The ability of RABV-G to undergo pH-triggered conformational change after binding by 17C7 or RVC58 in solution (data shown in Figure S9E) was tested using a modified version of the above experimental design. RABV-G C-tag with A8-35 was prepared as above. It was then incubated for 10−15 mins either in pH 5.6 or pH 7.5 running buffer (as above), either with or without 15-fold molar excess of Fab (17C7 for panel E, RVC58 for panel F). Samples were then diluted to a final concentration of 1 μg/mL of RABV-G by the addition of >10 volumes of either acid or neutral running buffer. After a further 10 min incubation, the sample was applied for 60 s to an SPR chip. The difference in change in response units between an RVC20-coated flow cell and reference flow cell was calculated. Data is shown as a proportion of the level of binding seen at pH 7.5 in the presence of the antibody. Experiments were performed in singlicate.
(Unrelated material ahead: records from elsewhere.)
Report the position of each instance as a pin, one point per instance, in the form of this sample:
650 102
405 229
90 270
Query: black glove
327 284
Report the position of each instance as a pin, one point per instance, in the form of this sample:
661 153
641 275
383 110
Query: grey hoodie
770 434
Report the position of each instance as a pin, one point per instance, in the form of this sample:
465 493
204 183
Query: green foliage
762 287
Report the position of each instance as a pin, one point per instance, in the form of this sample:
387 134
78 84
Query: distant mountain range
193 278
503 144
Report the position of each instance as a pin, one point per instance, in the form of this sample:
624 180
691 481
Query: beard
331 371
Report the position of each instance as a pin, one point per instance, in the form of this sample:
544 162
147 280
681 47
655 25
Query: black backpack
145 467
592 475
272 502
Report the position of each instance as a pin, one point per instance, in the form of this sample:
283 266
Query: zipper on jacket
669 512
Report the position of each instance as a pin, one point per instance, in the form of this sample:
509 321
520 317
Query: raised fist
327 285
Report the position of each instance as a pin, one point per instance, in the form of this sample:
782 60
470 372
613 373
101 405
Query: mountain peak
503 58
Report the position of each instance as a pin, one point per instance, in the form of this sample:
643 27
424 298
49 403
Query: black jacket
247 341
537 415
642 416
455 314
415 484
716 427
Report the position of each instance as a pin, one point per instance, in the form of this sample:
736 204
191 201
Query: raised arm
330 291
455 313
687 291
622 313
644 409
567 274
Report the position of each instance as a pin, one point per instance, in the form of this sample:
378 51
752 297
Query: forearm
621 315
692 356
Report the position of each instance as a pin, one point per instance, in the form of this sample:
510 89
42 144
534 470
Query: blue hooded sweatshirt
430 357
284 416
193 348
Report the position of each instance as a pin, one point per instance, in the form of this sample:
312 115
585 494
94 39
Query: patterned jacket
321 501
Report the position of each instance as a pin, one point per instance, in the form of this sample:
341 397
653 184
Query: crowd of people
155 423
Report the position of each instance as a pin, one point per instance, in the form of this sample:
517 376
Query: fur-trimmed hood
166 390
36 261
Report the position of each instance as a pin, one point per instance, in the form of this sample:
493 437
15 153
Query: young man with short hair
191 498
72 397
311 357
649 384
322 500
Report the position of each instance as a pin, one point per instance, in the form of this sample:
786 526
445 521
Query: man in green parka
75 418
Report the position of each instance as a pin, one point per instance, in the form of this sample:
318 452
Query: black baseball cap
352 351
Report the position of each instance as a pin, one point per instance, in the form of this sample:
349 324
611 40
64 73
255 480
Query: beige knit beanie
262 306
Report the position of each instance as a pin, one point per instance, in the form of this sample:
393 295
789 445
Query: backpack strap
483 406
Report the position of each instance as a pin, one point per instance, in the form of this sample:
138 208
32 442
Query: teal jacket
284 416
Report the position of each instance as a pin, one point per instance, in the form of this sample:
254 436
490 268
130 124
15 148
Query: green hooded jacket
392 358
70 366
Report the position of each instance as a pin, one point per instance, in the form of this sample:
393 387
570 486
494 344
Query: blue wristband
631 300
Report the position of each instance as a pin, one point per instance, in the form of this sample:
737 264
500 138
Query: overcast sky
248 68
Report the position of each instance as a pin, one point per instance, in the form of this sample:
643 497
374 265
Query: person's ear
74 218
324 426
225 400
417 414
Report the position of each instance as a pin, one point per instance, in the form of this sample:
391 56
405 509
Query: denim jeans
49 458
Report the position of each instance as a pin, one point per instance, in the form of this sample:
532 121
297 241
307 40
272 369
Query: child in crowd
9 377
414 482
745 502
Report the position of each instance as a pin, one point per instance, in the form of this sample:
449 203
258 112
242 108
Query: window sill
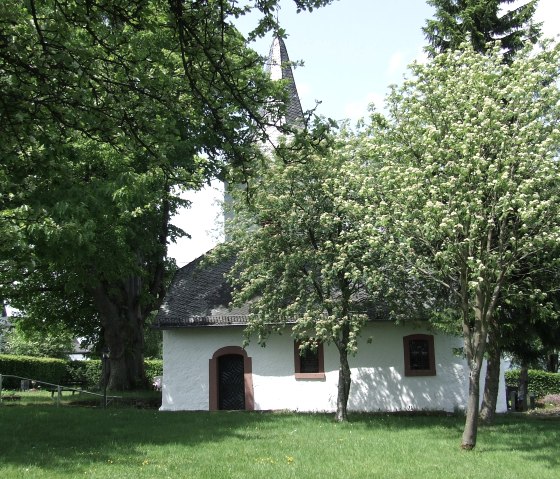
309 375
422 372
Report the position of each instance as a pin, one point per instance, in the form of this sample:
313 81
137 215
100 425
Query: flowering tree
300 257
470 182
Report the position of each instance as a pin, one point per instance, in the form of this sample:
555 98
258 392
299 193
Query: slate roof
199 296
279 68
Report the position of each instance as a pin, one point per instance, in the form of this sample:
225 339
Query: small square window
419 355
309 364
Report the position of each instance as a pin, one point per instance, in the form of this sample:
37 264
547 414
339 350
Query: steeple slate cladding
279 68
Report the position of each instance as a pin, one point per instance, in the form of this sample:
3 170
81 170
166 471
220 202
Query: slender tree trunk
491 381
523 386
344 381
475 338
470 432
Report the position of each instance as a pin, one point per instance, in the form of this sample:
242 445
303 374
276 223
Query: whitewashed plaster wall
378 380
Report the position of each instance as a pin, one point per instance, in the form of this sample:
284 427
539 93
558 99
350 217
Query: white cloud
396 63
359 109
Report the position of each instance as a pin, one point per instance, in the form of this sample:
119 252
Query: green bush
42 369
541 383
60 371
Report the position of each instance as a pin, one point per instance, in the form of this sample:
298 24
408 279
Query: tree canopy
109 109
299 256
470 148
481 22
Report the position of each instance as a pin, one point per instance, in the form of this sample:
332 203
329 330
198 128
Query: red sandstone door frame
247 377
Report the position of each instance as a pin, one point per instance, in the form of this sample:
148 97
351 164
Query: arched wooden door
231 380
231 383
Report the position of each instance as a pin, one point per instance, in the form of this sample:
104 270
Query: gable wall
378 380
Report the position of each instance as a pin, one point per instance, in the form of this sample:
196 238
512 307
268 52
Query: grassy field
39 441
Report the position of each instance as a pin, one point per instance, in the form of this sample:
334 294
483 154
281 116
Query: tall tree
299 257
106 109
481 22
471 182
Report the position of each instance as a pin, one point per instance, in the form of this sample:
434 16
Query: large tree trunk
122 323
491 381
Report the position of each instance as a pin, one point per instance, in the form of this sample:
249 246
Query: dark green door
231 384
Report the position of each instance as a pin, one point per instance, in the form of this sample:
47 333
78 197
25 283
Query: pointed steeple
279 68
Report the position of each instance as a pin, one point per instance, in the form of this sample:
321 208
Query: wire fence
58 388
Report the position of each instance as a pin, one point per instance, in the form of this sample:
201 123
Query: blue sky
352 51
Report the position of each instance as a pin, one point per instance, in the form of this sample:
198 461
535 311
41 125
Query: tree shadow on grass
69 440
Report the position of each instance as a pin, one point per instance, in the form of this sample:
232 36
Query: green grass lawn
39 441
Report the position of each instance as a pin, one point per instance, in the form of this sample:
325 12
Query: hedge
44 369
541 383
60 371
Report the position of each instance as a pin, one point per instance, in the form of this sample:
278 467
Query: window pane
309 362
419 354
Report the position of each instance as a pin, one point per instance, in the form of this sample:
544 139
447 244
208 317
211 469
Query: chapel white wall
378 379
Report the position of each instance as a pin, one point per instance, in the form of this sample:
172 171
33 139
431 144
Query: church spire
279 68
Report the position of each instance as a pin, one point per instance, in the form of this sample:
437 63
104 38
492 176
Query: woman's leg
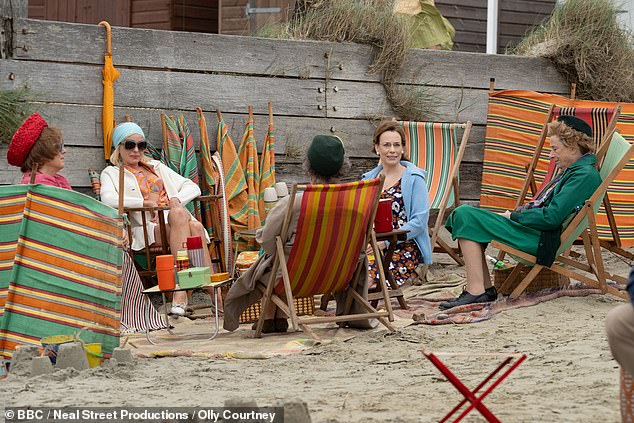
474 265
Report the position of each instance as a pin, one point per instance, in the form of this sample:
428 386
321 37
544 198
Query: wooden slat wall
173 72
469 17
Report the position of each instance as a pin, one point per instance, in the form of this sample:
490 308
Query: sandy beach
374 376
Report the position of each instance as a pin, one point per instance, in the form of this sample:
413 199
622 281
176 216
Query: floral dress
406 256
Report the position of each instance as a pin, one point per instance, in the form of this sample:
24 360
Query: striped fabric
597 117
12 199
235 183
67 271
267 164
433 147
137 312
331 232
514 123
248 156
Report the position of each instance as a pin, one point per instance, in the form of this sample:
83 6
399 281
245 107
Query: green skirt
483 226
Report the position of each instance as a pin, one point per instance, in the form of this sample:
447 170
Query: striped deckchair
583 224
267 163
334 226
12 199
67 271
235 184
514 124
433 147
248 156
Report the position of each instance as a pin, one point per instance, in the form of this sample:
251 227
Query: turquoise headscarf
124 130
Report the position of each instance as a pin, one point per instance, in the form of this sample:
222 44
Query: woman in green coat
534 228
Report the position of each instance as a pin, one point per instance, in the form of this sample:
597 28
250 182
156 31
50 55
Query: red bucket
383 218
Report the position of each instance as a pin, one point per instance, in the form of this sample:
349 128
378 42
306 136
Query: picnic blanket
514 123
66 273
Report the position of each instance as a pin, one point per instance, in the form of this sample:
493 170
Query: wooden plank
292 134
170 90
49 41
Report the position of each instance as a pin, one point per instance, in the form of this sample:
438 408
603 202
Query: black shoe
491 293
464 299
268 327
281 325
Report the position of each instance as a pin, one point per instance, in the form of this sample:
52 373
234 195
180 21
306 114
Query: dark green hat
326 154
576 124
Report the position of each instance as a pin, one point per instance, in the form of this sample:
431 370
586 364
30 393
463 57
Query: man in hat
325 163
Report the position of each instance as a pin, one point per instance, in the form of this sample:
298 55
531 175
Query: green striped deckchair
12 200
433 147
66 273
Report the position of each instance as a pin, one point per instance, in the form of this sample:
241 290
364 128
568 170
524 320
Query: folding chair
603 121
511 360
583 223
433 147
335 225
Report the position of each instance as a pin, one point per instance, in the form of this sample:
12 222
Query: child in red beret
37 147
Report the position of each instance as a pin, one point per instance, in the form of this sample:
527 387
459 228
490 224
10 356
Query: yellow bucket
93 353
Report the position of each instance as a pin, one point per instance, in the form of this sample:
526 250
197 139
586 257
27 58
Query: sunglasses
129 145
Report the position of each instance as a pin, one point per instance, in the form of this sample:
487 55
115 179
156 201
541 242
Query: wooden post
10 10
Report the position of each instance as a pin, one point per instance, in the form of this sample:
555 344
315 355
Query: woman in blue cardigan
405 185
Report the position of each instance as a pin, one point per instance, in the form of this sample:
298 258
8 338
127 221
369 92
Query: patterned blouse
150 183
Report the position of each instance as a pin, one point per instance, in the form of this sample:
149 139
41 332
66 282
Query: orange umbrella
248 156
110 74
267 163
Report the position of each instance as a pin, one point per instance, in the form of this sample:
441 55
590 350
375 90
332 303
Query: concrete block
41 366
72 355
21 359
123 355
296 411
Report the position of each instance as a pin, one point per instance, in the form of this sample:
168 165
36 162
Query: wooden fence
315 87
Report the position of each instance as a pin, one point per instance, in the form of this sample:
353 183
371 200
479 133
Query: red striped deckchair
67 271
12 199
514 124
248 156
234 182
267 163
433 147
334 226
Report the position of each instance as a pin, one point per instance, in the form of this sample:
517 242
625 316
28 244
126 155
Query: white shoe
178 309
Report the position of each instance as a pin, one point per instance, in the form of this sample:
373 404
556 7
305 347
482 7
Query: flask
182 260
165 272
195 251
498 264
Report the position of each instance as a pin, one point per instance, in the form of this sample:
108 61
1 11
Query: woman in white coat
149 183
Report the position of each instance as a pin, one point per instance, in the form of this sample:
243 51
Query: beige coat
243 293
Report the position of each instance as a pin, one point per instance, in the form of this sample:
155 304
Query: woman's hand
175 203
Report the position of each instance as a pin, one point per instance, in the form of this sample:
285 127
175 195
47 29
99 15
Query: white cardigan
175 185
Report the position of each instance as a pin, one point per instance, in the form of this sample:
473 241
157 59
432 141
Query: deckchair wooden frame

Quantification and statistical analysis

Figures 2, S5, and S9 present descriptive graphical comparisons of quantitative data. Data was analyzed and graphs produced using Prism 9.0 (GraphPad Software). The figure legends provide full details of the replication strategies and the measures of the location and dispersion of the data which are represented in the graphs. No statistical inference testing was performed. No assumptions were made which would require assessment of the appropriateness of a particular statistical approach.

Published: August 18, 2022

Data and code availability

• •A Cryo-EM density map with the corresponding atomic coordinates for the RABV-G – Fab 17C7 – Fab 1112-1 complex has been deposited in the Electron Microscopy Data Bank and Protein Data Bank and are publicly available as of the date of publication. Accession numbers are listed in the key resources table.
• •This paper does not report original code.
• •Any additional information required to reanalyze the data reported in this paper is available from the lead contact upon request.